Pelvic Organ Prolapse

Prolapse is a common pelvic floor disorder that occurs when pelvic organs bulge downwards, usually through the vagina, and even through the vaginal opening.  Some loss of support is normal in women who have experienced childbirth, and symptoms do not usually occur unless the bulging reaches the vaginal opening. The most common symptom of prolapse is pressure or heaviness in the vagina, and seeing something bulging form the vaginal opening.  However, prolapse can also impact bladder and bowel function.

How do you know if you have Prolapse?
Prolapse can usually be diagnosed by a pelvic exam, although in some circumstances your physician may request imaging studies as well.

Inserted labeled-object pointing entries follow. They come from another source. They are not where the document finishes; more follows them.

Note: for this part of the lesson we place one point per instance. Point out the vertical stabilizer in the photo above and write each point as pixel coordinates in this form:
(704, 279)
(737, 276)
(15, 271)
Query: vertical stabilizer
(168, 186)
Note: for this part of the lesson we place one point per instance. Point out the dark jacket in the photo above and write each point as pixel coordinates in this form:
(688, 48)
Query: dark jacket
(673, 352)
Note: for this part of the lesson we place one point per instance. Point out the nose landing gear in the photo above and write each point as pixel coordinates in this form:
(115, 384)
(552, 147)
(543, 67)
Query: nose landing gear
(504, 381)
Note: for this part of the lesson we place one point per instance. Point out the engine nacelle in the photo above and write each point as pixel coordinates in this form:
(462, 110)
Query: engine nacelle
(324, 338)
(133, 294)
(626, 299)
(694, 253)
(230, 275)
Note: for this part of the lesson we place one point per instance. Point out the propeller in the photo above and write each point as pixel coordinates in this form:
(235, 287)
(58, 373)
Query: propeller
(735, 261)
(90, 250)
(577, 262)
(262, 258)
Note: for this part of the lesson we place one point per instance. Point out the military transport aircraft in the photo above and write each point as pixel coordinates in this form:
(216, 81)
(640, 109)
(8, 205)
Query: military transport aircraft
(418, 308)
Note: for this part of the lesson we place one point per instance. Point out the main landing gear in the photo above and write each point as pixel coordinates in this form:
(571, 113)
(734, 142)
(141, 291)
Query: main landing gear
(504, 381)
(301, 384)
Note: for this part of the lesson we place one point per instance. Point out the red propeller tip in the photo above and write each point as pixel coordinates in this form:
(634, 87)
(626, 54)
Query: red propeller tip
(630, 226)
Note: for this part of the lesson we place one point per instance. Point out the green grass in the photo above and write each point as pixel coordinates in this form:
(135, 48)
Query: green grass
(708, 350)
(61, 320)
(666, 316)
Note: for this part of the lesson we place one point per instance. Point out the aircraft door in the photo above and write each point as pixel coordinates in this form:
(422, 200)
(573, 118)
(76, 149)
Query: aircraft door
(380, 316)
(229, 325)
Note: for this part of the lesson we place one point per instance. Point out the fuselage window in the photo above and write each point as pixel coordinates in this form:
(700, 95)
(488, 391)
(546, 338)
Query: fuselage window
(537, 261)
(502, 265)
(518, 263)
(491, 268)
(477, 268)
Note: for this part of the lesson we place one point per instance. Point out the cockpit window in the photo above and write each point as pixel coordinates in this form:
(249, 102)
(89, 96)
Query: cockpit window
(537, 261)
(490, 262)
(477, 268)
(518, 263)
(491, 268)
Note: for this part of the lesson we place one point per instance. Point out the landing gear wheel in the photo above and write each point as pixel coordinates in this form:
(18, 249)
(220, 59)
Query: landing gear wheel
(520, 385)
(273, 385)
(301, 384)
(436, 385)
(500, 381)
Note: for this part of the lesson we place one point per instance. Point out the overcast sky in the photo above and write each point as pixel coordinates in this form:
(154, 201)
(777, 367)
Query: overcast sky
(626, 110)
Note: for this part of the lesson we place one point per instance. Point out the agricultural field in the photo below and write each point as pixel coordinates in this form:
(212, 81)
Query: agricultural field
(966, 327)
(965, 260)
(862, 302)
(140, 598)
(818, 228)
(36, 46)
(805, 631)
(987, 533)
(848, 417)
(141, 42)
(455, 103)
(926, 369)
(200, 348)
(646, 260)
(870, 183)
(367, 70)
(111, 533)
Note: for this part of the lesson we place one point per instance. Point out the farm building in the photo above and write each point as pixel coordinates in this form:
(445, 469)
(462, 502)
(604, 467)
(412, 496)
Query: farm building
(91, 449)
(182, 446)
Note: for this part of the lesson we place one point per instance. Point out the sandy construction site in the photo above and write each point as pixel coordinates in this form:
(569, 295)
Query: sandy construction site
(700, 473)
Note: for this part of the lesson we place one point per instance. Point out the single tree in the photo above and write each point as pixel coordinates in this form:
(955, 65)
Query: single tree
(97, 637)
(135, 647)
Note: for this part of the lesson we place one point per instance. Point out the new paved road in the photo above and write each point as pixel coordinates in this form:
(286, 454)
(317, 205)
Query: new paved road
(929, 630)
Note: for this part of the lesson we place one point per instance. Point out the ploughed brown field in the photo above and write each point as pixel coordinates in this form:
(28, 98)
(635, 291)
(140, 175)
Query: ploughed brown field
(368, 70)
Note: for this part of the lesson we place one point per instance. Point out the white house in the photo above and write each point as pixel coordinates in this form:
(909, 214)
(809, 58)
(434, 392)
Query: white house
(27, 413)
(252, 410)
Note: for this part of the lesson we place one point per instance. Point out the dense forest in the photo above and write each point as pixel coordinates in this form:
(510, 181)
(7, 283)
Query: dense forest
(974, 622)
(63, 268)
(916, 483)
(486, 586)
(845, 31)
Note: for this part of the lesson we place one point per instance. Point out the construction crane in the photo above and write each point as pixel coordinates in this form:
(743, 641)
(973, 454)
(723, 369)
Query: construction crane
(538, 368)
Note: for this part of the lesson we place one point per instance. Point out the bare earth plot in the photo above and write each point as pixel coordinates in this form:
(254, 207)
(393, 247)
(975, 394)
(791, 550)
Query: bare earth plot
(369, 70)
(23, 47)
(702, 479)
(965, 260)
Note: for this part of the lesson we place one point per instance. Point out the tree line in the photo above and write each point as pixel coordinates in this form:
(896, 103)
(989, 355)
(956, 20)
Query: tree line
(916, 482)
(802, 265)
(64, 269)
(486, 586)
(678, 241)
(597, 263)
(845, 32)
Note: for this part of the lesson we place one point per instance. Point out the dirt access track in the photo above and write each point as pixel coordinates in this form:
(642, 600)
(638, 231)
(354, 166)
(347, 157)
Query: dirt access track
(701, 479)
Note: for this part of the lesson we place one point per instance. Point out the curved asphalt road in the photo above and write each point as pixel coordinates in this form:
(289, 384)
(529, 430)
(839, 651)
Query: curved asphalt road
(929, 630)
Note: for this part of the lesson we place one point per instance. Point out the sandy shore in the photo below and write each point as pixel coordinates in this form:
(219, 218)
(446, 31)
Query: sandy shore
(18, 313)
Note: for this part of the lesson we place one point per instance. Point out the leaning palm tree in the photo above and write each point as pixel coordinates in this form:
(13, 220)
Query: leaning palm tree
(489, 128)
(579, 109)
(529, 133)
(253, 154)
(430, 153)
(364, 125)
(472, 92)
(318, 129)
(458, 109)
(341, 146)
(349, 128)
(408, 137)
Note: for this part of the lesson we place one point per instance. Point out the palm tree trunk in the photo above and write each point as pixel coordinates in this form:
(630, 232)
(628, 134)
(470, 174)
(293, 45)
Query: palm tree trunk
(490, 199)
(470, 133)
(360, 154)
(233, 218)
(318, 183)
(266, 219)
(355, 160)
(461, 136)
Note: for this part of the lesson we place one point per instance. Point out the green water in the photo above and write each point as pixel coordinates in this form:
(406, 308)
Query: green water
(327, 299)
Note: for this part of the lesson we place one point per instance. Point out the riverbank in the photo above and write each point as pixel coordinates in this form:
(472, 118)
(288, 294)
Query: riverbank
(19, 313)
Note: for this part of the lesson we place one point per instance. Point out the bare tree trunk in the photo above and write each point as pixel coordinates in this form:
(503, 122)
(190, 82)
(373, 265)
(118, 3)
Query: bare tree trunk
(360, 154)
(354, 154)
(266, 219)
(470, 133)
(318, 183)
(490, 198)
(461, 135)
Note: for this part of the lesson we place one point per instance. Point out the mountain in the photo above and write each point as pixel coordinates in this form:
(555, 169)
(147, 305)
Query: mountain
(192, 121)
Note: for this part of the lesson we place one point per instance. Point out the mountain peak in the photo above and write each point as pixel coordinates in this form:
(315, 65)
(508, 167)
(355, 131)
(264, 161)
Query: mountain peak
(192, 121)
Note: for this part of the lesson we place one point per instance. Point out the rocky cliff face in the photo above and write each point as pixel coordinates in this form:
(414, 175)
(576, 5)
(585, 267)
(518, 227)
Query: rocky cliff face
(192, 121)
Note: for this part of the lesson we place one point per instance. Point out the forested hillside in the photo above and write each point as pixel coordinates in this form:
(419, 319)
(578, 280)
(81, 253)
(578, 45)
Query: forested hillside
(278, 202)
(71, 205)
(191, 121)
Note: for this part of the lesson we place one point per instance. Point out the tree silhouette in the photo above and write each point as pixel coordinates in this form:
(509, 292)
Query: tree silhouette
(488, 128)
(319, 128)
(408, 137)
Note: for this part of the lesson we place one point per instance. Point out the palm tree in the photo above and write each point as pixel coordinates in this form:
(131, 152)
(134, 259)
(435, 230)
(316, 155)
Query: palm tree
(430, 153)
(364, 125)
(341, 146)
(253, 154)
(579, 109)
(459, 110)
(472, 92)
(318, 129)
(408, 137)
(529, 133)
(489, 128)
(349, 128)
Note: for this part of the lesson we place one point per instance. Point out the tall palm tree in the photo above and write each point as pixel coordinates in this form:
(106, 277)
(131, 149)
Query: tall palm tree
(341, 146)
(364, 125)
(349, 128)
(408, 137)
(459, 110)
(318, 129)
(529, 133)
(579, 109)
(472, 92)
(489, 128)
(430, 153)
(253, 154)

Judging the significance of prolapse requires a careful review of your symptoms.  This is usually done through a questionnaire.

If you have been diagnosed
If you have been diagnosed with prolapse, there a few initial steps which may prevent worsening of your condition. Avoid heavy lifting, avoid standing for hours at a time, and make sure you have regular soft bowel movements.  If you have a chronic cough, you may want to see your family doctor about treating your lungs to decrease coughing.

Treatment options
There are a number of treatments to relieve the symptoms of prolapse, including surgical and non-surgical treatments. The most common non-surgical treatment is a pessary. There are also a number of different approaches to the surgical repair of prolapse. Your decision about treatment should be guided by how much the symptoms affect your daily life, and balanced against the potential inconvenience and risk of the treatment.